3. Roll the naturally dried duck eggs in a bowl filled with high-alcohol liquor (roll the liquor again after the liquor is dry, and this operation is repeated twice).

4. The container of salted duck eggs must be naturally dried without oil and water, and then the duck eggs that have been dried with white wine for two times are coded in turn.

5. A 5-liter glass jar can hold about 9~ 10 kg of water. Then boil 10 kg of water in a large steamer, air-dry until it is warm, and then add 600 g of salt. After melting the salt, when the water is completely cooled, pour it into a glass jar with duck eggs and seal it.

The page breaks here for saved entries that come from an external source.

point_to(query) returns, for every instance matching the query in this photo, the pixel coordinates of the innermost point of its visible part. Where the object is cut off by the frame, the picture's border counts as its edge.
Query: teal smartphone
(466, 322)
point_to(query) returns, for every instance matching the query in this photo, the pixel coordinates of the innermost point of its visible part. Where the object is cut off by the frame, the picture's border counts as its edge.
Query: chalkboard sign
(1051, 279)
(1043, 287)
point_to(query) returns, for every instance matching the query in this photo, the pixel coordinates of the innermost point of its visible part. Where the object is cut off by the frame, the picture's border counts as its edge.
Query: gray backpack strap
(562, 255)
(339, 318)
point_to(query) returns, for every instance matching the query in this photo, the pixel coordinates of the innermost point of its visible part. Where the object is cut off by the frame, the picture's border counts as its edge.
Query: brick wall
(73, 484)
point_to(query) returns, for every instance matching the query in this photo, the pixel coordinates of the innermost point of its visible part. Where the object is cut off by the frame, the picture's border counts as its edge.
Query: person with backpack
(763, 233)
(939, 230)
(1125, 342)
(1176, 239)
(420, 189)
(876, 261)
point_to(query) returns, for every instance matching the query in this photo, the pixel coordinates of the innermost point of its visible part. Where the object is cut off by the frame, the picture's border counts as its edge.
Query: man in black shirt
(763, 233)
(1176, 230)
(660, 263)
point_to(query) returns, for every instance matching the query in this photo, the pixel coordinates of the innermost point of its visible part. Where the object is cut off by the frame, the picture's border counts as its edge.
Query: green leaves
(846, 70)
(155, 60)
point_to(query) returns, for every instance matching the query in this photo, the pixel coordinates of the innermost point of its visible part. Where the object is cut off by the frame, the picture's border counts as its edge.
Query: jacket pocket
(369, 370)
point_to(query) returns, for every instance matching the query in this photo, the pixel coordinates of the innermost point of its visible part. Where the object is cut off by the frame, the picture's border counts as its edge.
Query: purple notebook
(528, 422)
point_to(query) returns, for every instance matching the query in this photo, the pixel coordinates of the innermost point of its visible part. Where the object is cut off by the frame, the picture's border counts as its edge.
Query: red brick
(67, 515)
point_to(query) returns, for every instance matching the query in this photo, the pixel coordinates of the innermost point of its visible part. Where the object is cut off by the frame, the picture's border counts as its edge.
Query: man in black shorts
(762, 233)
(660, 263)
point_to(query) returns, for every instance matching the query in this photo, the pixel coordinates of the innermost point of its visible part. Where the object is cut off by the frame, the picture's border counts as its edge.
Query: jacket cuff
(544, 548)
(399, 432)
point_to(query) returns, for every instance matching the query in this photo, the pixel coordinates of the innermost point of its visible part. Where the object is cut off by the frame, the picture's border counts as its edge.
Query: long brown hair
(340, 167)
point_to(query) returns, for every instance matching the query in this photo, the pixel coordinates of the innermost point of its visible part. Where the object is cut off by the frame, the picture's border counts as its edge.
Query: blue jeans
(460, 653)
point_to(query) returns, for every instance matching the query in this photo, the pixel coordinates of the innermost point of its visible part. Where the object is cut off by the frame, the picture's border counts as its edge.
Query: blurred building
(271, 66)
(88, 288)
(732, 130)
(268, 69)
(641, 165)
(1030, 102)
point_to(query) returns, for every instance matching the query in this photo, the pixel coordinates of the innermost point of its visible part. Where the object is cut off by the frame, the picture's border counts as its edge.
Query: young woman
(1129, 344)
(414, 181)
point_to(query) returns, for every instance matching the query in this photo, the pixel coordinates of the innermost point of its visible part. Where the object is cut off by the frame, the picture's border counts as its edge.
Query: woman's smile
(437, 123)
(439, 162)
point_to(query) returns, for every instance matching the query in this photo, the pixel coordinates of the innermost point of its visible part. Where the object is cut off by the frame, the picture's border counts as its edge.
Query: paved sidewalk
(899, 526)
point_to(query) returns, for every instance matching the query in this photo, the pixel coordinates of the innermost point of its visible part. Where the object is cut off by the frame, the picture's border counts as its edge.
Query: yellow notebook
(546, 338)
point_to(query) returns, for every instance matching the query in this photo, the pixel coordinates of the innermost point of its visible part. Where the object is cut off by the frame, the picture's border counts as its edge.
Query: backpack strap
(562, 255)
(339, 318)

After 45 days, you can open the can and take it out to cook and taste. Every one is sandy and the protein is not salty.

Salted duck eggs, which are made from fresh duck eggs, are nutritious, rich in fat, protein and various amino acids, calcium, phosphorus, iron, various trace elements, vitamins, etc., which are easily absorbed by the human body and have a moderate salty taste, and are suitable for all ages. The eggshell is blue, round and smooth in appearance, also called "green egg". Salted duck egg is a kind of reproduced egg with special flavor and convenient eating. Salted duck egg is a good food with attractive color, fragrance and taste.